@Steel_Nation and @T3hPwnisher, both of you experienced corneal abrasions. The outer layer of the (5 or 6 layered, depending on who you ask) cornea is the epithelial layer. When the epithelium gets scraped or sheared off (by a stick, or an abnormal attachment to a contact lens, etc), it leaves underlying corneal pain fibers exposed. The cornea has one the densest distributions of pain fibers in the entire body, and the degree of pain is proportional to the size of the defect in the epithelium. The pain of a corneal abrasion can be utterly disabling.
As y’all note, topical anesthetics instantly resolve the pain, but only for 20 minutes or so. Unfortunately, topical anesthetics are quite toxic to the cornea, so we can’t simply give patients a bottle to use ad lib. However, this does not prevent the occasional pt from stealing a bottle and self-administering the drops at home. Such self-administration leads quickly to a vicious circle–the toxic anesthetic further damages the cornea, which leads to worsening of the pain, which leads to more frequent anesthetic administration, which leads to worsening of the corneal damage, etc. Every ophthalmologist has had a pt or two literally melt a hole in their cornea in this manner. On occasion, we have to admit such pts to the hospital and keep them under surveillance to prevent them from continuing to use drops. I had one such pt whose cornea continued to worsen in the hospital despite the fact that she had stopped (she swore) using the drops. Turned out she had a bottle of drops hidden under one of her breasts, which wasn’t found until we literally had her strip-searched by the nursing staff.
Fortunately, if not further abused, the cornea re-epithelializes very quickly, so even quite large defects will ‘fill in’ over the course of a few days. Unfortunately, in some individuals (I’m looking at you, Steel), the new epithelial cells fail to ‘put down roots’ properly, and thus are only loosely attached to the underlying basement membrane. When this occurs, trivial trauma will cause these loosely-attached cells to come off, thereby re-creating the original corneal abrasion. This situation is called recurrent epithelial erosion syndrome (REE). The classic REE presentation will sound very familiar to you. What happens is, while the pt is sleeping, a modest adhesion forms between the underside of the upper eyelid and the loose epithelium. Under normal circumstances, such an adhesion would not be strong enough to cause the corneal epithelium to shear away–the adhesion would simply break when the individual opened their eye. However, in an individual suffering with REE, the lid-epithelium adhesion is stronger than the epithelium-cornea attachment, and thus the act of opening their lids upon awakening literally tears away that section of epithelium. So it’s akin to waking up and having someone immediately rake their fingernail across your eye. Not a good way to start your day.

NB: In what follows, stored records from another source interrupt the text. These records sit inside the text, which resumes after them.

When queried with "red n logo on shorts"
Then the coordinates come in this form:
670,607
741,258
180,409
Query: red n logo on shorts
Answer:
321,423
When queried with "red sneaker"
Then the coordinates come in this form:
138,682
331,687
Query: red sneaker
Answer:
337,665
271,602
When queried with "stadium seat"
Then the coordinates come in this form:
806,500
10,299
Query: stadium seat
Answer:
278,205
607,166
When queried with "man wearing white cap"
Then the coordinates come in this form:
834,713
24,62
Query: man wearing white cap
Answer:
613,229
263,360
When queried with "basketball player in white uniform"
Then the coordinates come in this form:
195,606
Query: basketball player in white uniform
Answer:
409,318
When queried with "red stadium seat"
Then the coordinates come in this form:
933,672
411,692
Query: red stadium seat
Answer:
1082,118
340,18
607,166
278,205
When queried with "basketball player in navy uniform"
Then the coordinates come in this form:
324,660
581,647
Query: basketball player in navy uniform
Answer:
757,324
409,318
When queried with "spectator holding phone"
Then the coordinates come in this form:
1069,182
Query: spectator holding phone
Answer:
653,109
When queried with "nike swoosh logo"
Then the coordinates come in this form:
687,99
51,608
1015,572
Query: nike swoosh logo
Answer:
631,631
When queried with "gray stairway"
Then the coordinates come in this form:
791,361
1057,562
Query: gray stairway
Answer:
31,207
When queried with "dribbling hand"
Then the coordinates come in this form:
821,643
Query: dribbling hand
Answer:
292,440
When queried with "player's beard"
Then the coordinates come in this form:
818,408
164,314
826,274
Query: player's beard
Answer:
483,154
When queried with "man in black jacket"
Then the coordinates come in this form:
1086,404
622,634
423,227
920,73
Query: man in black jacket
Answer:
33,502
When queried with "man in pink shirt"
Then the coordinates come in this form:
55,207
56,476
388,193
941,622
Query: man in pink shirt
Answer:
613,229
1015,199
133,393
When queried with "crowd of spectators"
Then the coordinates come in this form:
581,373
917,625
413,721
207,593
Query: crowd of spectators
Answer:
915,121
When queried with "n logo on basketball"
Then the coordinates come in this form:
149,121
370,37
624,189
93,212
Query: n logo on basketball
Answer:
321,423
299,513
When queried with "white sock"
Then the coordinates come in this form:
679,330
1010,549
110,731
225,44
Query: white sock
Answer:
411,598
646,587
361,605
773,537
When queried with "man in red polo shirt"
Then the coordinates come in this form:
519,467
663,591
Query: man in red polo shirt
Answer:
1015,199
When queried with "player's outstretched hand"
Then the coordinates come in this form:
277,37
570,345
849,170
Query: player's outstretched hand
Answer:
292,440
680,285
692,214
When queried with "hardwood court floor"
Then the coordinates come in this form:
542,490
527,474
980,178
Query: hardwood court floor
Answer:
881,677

In some individuals (again, Steel) REE will eventually resolve with conservative treatment (moisturizing drops; etc), but others need more aggressive treatment to promote a firmer connection between the epithelium and the underlying tissue. Broadly, such treatment consists of mechanically stimulating the underlying tissue to promote better epithelial adhesion; this can be done by making multiple minute punctures through the epithelium into the main layer of the cornea (the anterior stromal micropuncture procedure), or by scraping off the epithelium and lasing the underlying tissue in a LASIK-like procedure called phototherapeutic keratectomy.